Methods: In phase 1 of the study, each animal received intravitreal injections, 500 mug per eye, of rhuFab VEGF in one eye (prevention eye), while the contralateral eye received rhuFab VEGF vehicle (control eye) at 2-week intervals. On day 21, laser photocoagulation was performed to induce CNV. In phase 2, the vehicle-treated eye was crossed over and both eyes received 500 mug of rhuFab VEGF beginning 21 days following laser-induced injury at days 42 and 56. The eyes were monitored by ophthalmic examinations, color photographs, and fluorescein angiography.

Results: rhuFab VEGF did not cause any ocular hemorrhages. All eyes treated with rhuFab VEGF developed acute anterior chamber inflammation within 24 hours of the first injection that resolved within 1 week, and this inflammation was less severe with subsequent injections. The incidence of CNV, defined angiographically, was significantly lower in the prevention eyes than the control eyes (P < .001). Subsequent treatments were associated with less leakage in eyes with established CNV that were crossed over from the control eyes to the treatment eyes (P = .001).

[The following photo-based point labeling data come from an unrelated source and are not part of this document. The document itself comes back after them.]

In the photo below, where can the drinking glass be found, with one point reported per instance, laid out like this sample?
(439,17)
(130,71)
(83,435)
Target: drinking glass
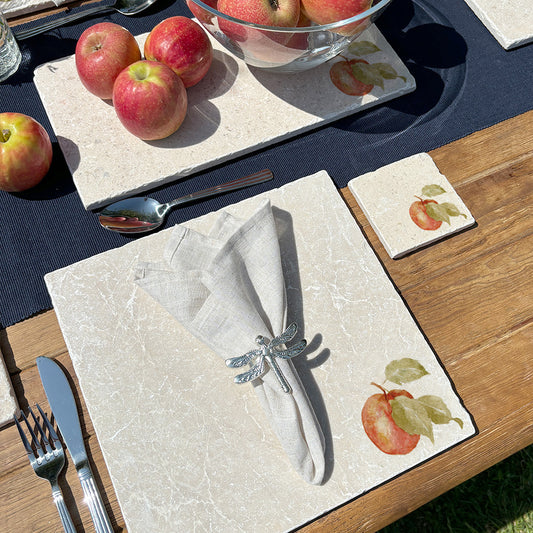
(10,55)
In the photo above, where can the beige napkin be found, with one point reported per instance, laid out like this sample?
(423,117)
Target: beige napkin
(227,288)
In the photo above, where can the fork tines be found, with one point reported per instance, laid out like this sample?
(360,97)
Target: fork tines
(43,438)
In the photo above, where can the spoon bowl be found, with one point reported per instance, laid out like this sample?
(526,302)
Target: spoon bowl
(126,7)
(143,214)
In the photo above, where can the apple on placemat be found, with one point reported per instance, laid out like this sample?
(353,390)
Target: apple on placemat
(102,52)
(25,152)
(150,100)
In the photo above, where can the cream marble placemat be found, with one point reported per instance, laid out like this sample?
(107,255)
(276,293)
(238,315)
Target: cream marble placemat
(233,111)
(510,21)
(8,400)
(15,8)
(186,448)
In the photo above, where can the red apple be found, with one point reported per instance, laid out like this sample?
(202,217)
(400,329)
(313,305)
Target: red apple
(380,426)
(183,45)
(150,100)
(102,52)
(25,152)
(284,13)
(333,10)
(343,78)
(418,214)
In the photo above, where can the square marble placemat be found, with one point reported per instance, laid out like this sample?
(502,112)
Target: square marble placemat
(8,400)
(186,448)
(233,111)
(400,199)
(510,21)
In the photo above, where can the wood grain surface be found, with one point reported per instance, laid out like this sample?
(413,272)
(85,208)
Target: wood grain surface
(471,294)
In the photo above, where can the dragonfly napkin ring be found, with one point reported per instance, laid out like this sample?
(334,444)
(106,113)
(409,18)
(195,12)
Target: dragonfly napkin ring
(268,352)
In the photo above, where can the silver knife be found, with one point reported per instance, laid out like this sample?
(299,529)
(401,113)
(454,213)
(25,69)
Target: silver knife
(63,405)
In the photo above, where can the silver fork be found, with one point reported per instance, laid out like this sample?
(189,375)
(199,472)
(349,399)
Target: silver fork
(47,464)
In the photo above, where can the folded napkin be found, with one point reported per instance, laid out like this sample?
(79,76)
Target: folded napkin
(227,288)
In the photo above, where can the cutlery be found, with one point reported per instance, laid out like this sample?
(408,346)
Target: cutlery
(140,215)
(126,7)
(49,464)
(59,394)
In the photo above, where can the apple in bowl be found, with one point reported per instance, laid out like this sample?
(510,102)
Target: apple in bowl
(102,52)
(150,100)
(25,152)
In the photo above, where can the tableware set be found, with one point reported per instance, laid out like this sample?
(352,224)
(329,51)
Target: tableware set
(48,464)
(141,215)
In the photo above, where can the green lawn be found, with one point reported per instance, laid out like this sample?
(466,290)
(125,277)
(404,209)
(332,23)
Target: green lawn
(499,500)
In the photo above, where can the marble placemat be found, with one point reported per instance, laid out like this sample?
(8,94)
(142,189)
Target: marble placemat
(511,22)
(233,111)
(410,204)
(15,8)
(186,448)
(8,399)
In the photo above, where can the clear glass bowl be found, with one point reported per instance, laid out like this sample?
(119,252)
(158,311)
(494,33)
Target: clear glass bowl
(283,49)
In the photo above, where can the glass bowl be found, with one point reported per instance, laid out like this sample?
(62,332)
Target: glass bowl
(283,49)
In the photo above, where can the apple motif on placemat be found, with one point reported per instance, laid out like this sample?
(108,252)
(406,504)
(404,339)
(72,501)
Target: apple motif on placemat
(394,420)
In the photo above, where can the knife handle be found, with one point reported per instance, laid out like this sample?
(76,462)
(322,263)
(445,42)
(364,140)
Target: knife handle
(101,521)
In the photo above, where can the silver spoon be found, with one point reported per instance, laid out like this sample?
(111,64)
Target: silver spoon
(143,214)
(126,7)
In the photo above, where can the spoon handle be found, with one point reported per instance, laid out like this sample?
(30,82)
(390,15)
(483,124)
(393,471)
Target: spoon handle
(37,30)
(246,181)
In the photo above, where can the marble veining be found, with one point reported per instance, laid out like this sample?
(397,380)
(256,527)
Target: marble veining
(186,448)
(511,22)
(108,163)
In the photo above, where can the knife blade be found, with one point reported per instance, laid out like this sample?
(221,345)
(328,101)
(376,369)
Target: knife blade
(63,405)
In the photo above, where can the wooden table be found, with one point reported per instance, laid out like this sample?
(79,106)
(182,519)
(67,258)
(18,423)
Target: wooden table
(471,294)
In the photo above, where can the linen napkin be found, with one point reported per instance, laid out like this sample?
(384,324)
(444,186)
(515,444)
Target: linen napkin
(227,288)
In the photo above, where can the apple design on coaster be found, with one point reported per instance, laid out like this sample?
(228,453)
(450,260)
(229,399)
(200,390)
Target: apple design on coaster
(410,204)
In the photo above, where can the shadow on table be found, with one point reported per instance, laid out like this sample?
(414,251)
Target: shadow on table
(498,499)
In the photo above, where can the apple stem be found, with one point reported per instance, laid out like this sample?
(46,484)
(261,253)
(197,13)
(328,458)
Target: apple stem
(380,387)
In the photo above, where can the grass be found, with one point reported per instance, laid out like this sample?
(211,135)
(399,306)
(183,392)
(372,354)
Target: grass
(499,500)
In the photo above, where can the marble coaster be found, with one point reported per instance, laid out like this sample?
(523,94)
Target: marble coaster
(511,22)
(189,450)
(8,400)
(233,111)
(410,204)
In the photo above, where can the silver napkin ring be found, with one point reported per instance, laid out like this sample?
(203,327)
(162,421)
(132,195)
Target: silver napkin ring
(268,352)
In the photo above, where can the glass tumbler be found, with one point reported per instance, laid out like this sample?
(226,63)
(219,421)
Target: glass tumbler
(10,55)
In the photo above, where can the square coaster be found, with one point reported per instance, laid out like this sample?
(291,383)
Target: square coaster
(410,204)
(8,401)
(511,23)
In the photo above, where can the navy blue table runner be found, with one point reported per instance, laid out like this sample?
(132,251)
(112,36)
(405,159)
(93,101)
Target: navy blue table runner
(465,82)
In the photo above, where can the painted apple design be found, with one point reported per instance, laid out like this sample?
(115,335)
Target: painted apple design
(419,215)
(428,214)
(380,426)
(356,76)
(394,420)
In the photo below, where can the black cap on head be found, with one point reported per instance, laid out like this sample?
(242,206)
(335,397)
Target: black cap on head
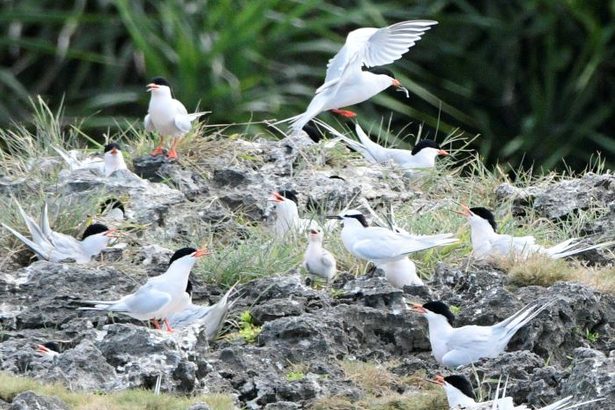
(52,346)
(111,203)
(160,81)
(359,217)
(93,230)
(181,253)
(424,144)
(485,214)
(440,308)
(110,146)
(462,384)
(312,132)
(379,70)
(290,194)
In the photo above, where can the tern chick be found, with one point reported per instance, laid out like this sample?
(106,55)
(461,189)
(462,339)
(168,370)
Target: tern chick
(454,347)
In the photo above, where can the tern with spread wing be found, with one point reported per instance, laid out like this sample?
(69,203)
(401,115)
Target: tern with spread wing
(167,116)
(487,243)
(55,247)
(381,245)
(346,83)
(454,347)
(161,295)
(460,395)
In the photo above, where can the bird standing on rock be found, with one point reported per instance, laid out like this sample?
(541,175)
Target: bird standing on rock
(161,295)
(167,116)
(346,83)
(317,260)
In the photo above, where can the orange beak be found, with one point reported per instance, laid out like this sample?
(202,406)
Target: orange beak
(276,197)
(439,379)
(418,308)
(111,233)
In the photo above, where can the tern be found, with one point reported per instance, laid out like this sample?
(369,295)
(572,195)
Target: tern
(113,160)
(381,245)
(167,116)
(460,395)
(346,83)
(286,214)
(55,246)
(210,316)
(423,155)
(487,243)
(317,260)
(161,295)
(454,347)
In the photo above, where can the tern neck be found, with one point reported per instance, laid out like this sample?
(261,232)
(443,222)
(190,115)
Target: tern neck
(456,398)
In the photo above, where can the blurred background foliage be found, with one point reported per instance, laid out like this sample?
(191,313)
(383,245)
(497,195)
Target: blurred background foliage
(533,77)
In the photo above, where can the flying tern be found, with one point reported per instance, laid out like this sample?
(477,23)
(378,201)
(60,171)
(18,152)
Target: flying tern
(210,316)
(460,395)
(423,155)
(381,245)
(113,160)
(454,347)
(487,243)
(167,116)
(346,83)
(317,260)
(161,295)
(55,246)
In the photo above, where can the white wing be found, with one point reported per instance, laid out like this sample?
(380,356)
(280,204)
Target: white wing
(373,47)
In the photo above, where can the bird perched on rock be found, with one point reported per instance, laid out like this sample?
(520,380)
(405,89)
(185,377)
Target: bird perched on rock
(454,347)
(113,159)
(317,260)
(346,83)
(167,116)
(487,243)
(55,247)
(460,395)
(423,155)
(161,295)
(381,245)
(212,317)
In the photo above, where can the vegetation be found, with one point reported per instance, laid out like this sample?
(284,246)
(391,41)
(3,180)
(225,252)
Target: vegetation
(11,386)
(532,77)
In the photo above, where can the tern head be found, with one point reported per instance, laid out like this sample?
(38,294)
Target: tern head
(429,148)
(351,217)
(159,86)
(459,391)
(479,217)
(96,237)
(434,309)
(312,132)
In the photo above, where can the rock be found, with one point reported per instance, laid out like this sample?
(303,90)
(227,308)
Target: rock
(29,400)
(592,376)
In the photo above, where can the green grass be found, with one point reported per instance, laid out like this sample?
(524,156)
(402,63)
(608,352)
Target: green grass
(11,386)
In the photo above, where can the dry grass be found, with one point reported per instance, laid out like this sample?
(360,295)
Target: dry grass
(11,386)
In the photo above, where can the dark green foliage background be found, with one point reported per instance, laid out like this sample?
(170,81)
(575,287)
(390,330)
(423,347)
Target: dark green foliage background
(533,77)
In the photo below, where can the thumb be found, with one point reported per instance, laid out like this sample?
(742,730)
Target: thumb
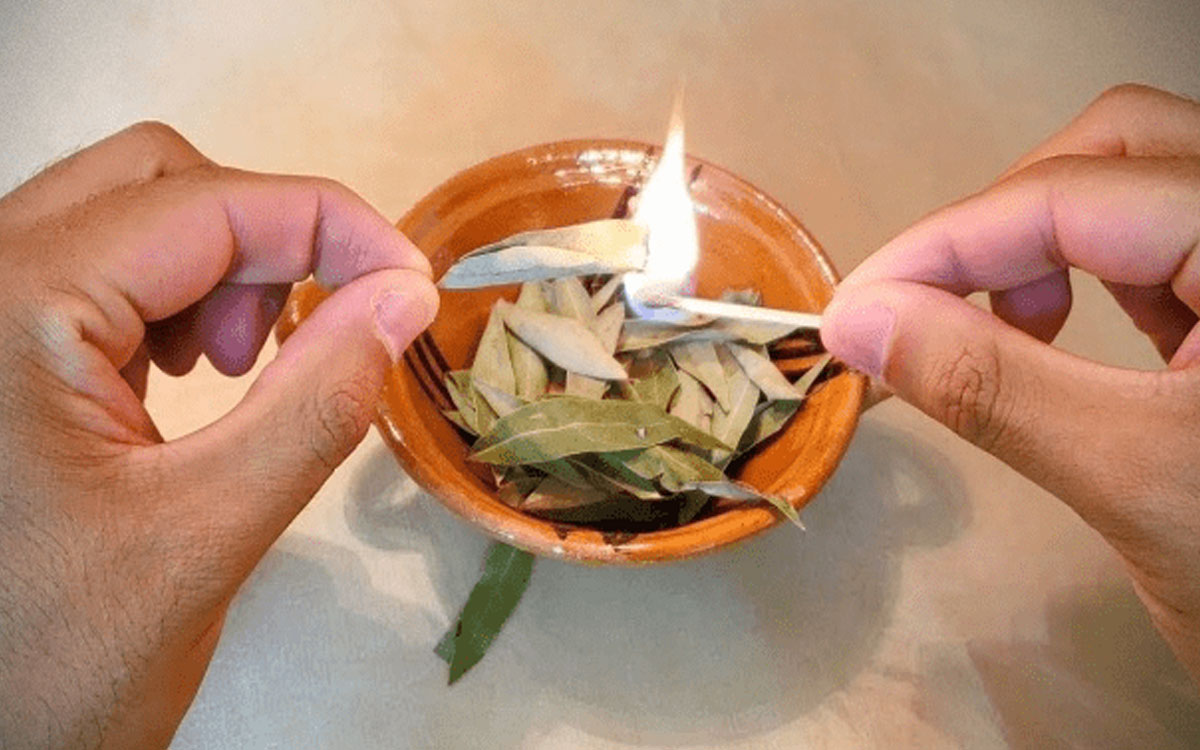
(257,467)
(1068,424)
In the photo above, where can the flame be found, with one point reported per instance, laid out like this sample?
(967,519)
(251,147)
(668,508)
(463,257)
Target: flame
(666,211)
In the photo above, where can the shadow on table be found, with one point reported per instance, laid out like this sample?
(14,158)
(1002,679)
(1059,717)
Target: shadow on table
(1104,679)
(718,648)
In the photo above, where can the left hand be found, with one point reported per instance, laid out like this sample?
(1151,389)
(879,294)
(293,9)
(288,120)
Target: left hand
(119,552)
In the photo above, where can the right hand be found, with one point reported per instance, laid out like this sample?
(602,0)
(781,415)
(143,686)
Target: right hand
(1116,193)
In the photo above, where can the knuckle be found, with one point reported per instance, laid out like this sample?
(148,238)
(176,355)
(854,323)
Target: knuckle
(341,419)
(157,145)
(967,395)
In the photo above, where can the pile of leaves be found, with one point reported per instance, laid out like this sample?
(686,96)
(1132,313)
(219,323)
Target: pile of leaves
(589,415)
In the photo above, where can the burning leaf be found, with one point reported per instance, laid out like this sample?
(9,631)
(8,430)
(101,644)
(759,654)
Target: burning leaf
(507,573)
(606,246)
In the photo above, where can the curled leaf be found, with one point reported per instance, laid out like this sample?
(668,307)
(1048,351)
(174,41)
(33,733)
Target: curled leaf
(565,342)
(564,426)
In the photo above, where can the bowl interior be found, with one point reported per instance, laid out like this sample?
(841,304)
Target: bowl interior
(747,240)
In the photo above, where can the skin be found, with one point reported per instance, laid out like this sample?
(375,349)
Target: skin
(1116,193)
(119,552)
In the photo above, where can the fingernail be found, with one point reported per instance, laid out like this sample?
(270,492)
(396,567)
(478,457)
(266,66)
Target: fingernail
(400,315)
(861,335)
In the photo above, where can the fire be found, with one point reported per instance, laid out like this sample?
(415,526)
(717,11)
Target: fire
(666,211)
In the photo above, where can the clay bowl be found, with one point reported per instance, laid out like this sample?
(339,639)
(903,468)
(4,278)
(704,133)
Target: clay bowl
(747,240)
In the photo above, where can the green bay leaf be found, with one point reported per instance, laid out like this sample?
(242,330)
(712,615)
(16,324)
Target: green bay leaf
(562,426)
(505,577)
(565,342)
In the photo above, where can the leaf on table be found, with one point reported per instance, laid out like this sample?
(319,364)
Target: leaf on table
(505,577)
(767,420)
(604,294)
(699,359)
(567,425)
(738,491)
(528,369)
(606,246)
(492,364)
(565,342)
(804,384)
(763,372)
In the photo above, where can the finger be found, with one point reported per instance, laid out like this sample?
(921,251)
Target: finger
(168,244)
(1030,405)
(138,154)
(1038,307)
(173,342)
(1126,120)
(234,322)
(1087,213)
(258,466)
(1157,312)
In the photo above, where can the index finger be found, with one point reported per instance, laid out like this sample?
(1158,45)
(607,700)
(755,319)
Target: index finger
(1133,221)
(165,245)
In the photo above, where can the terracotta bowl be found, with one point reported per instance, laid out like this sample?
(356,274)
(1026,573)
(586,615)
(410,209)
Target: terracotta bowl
(747,240)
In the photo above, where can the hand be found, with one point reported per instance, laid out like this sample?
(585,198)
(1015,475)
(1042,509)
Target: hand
(1117,195)
(119,552)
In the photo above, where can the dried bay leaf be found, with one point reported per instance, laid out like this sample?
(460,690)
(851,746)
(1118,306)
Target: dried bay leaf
(502,403)
(699,359)
(528,369)
(688,403)
(455,417)
(492,364)
(563,426)
(571,300)
(604,294)
(763,372)
(729,425)
(804,384)
(606,246)
(660,387)
(738,491)
(505,577)
(565,342)
(767,420)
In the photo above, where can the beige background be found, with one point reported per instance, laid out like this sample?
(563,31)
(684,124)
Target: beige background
(937,598)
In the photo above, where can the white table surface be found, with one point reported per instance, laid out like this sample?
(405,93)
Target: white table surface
(937,599)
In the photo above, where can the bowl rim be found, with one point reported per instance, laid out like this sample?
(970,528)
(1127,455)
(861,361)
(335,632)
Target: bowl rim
(582,545)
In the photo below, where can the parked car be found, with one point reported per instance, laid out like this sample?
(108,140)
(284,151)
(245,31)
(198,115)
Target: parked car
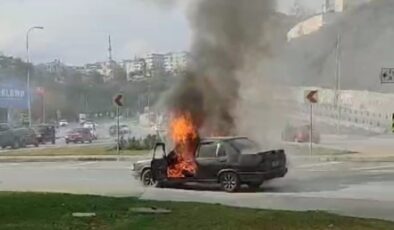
(45,133)
(229,161)
(63,123)
(123,130)
(81,135)
(92,127)
(13,137)
(300,134)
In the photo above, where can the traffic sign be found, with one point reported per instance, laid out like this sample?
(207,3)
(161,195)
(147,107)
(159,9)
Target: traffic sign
(387,76)
(312,96)
(118,100)
(392,123)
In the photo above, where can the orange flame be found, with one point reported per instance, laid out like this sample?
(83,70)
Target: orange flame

Conclusions: Intravitreal rhuFab VEGF injections prevented formation of clinically significant CNV in cynomolgus monkeys and decreased leakage of already formed CNV with no significant toxic effects.

Clinical Relevance: This study provides the nonclinical proof of principle for ongoing clinical studies of intravitreally injected rhuFab VEGF in patients with neovascular age-related macular degeneration.